Nitric oxide production in macrophage cultures was estimated by the Griess assay (Sigma-Aldrich), according to the manufacturer's instructions. The IL-10 response was assessed in supernatants of cultured macrophages by ELISA (Kwong et al. 2002; de Silva, Begg and Whittington 2011) and the TNF-α response was estimated using the bovine TNF-α VetSet ELISA development kit (Kingfisher Biotech, Saint Paul, MN) according to the manufacturer's protocol.

Statistical analysis

Data were analysed for differences between pre-treatment groups, subgroups and between the various stimulants used by restricted maximum likelihood (REML) analysis in a linear mixed model (GenStat, 13th edition, VSN International Ltd, UK), with statistical significance set at the 5% level. The linear mixed model as fitted using the REML procedure caters for correlated data as a result of observations being taken from the same animal at multiple time points as has been done for the IFNγ responses in blood. REML also accounts for the degrees of freedom lost by estimating the fixed effects, and makes an unbiased estimation of random effects variances and hence is considered to be a stringent model for estimating variance components in an experiment. Predicted means were generated by the model and were considered significantly different to each other if they varied by an amount greater than the least square of differences.

RESULTS

Bovine infection model and MAP-specific IFN-gamma responses

Calves experimentally inoculated with viable MAP organisms were compared with age-matched control unexposed cattle. The MAP-specific blood IFN-γ responses of the exposed calves were examined monthly for the first 6 months and then every 2–3 months and the animals subgrouped into early high and low IFN-γ responders; the IFN-γ response was significantly different between these two groups throughout the trial (Fig. 1). The circulating monocytes from these exposed and unexposed cattle were examined at 3 years post-inoculation. Following inoculation, intermittent shedding of MAP was detected in the faeces of the exposed cattle by culture (data not shown); however, none were consistently shedding MAP in their faeces at the time of sampling. This is consistent with the time course of the disease in cattle, with clinical signs generally not evident for many years post-exposure.
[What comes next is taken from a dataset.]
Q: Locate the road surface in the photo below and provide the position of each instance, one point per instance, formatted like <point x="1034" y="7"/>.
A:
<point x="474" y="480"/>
Monocytes from MAP-exposed cattle express CD80, CD86 and CD163

Monocytes were isolated from peripheral blood using anti-CD14 antibody-coated microbeads and confirmed by flow cytometry to be 92–95% CD14+ and have phenotypic markers associated with monocytic cells; MHC class II+, CD11b+ and negative for CD5, B-B4 (B-cell marker) and γδ T-cell receptor (data not shown). The majority of the isolated monocyte cell population in both unexposed and MAP-exposed cattle was CD163 positive (Fig. 2 A–C). There was no significant difference between the CD163 expression level in unexposed and MAP-exposed cattle. However, when the MAP-exposed cattle were subgrouped into those with early high and low IFN-γ responses, the proportion of cells that expressed CD163 was significantly decreased (P ≤ 0.05) in the high IFN-γ responders in comparison with the low responders (Fig. 2C). A higher proportion of monocytes isolated from MAP-exposed cattle expressed CD80 and CD86 in comparison with monocytes from unexposed control cattle, although this was significant only for CD80 (P ≤ 0.05) (Fig. 2F). This was observed as a shift in the population to the right (flow cytometric peak shift) (Fig. 2D and E). There were no significant differences in expression of CD80 or CD86 between the cattle with high and low IFN-γ responses (data not shown). The expression of M1 and M2 cell surface markers on unexposed and MAP-exposed monocytes is summarized in Table 2.

Figure 2.

Figure 2.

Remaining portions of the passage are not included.